Explaining the motivation behind the change, Finance Director Mohamed Osman said the fragmented identities of the various divisions made it difficult for the Group to leverage on the strength of its strong and successful brand that was built over the last 40 years of its existence. Osman added that the accelerated growth of Sefalana’s operations over the years led to its various divisions having isolated and polarised identities. The Group has backtracked from its earlier commitment to opening four new stores every year after realizing that it needs to take a measured approach to expansion in a market that has reached maximized point. Sefalana presently boasts of a total of 52 stores countrywide.
“We will open a new store just because we can, it must be profitable to do so,” said Osman.
He further said the availability of suitable sites for new store openings is an important and viable consideration, of which the local market does not demonstrate. Growth will therefore come from increasing the Group’s market share, particularly within its FMCG division. The fresh new look is expected to not only remind but also make customers look at the brand with a sense of renewed energy and excitement.
Sefalana intends to position itself as a better alternative against other retail players in the industry, with emphasis in competitive pricing, given that the market it targets is a price sensitive market. The Group will also extend the range of its in-house “A Star” brand to increase overall product range in stores. An example of a new product that Sefalana will introduce in the next month or two is the fizzy drinks. The changes are in essence anticipated to improve customer satisfaction through better delivery service.

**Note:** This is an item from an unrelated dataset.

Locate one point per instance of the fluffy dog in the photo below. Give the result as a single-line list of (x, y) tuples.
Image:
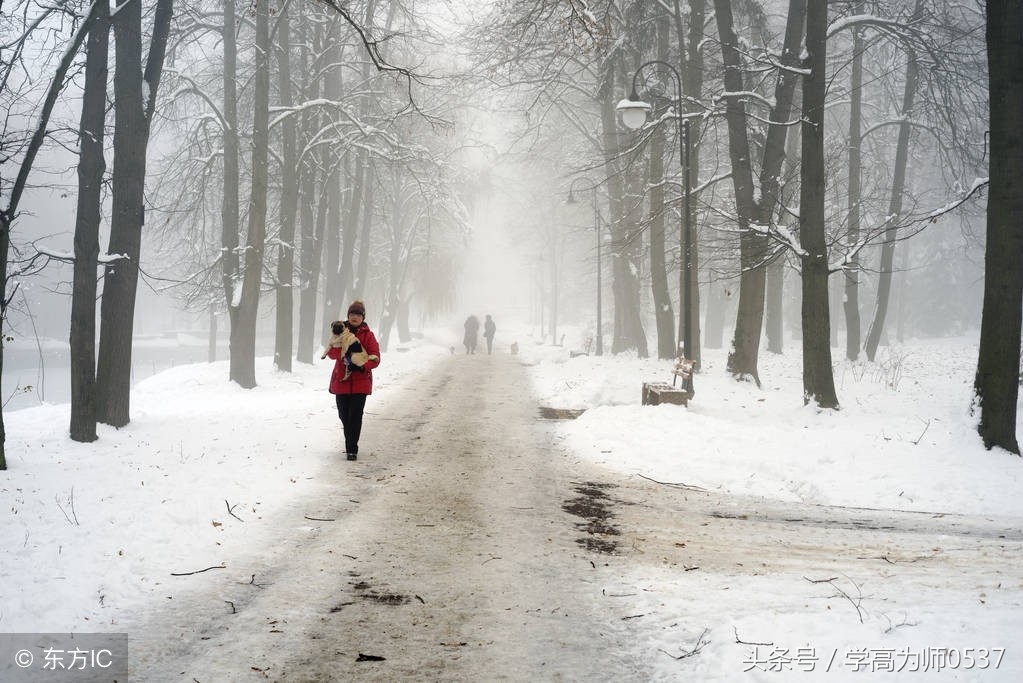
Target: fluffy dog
[(343, 337)]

The Group also introduced its new catchphrase, “your basket of opportunities,” which is associated with the re-invented identity and speaks to the benefits and value that will be added to all the people who interact with Sefalana. The rebranding is estimated to have cost P5-6 million, which according to Osman is approximately equivalent to the cost of opening a new store. The roll out of the new brand into the different divisions is expected to be completed within nine months. The new look will however not be taken up by the 12 stores that Sefalana acquired in Namibia as they will retain the name under which they were bought.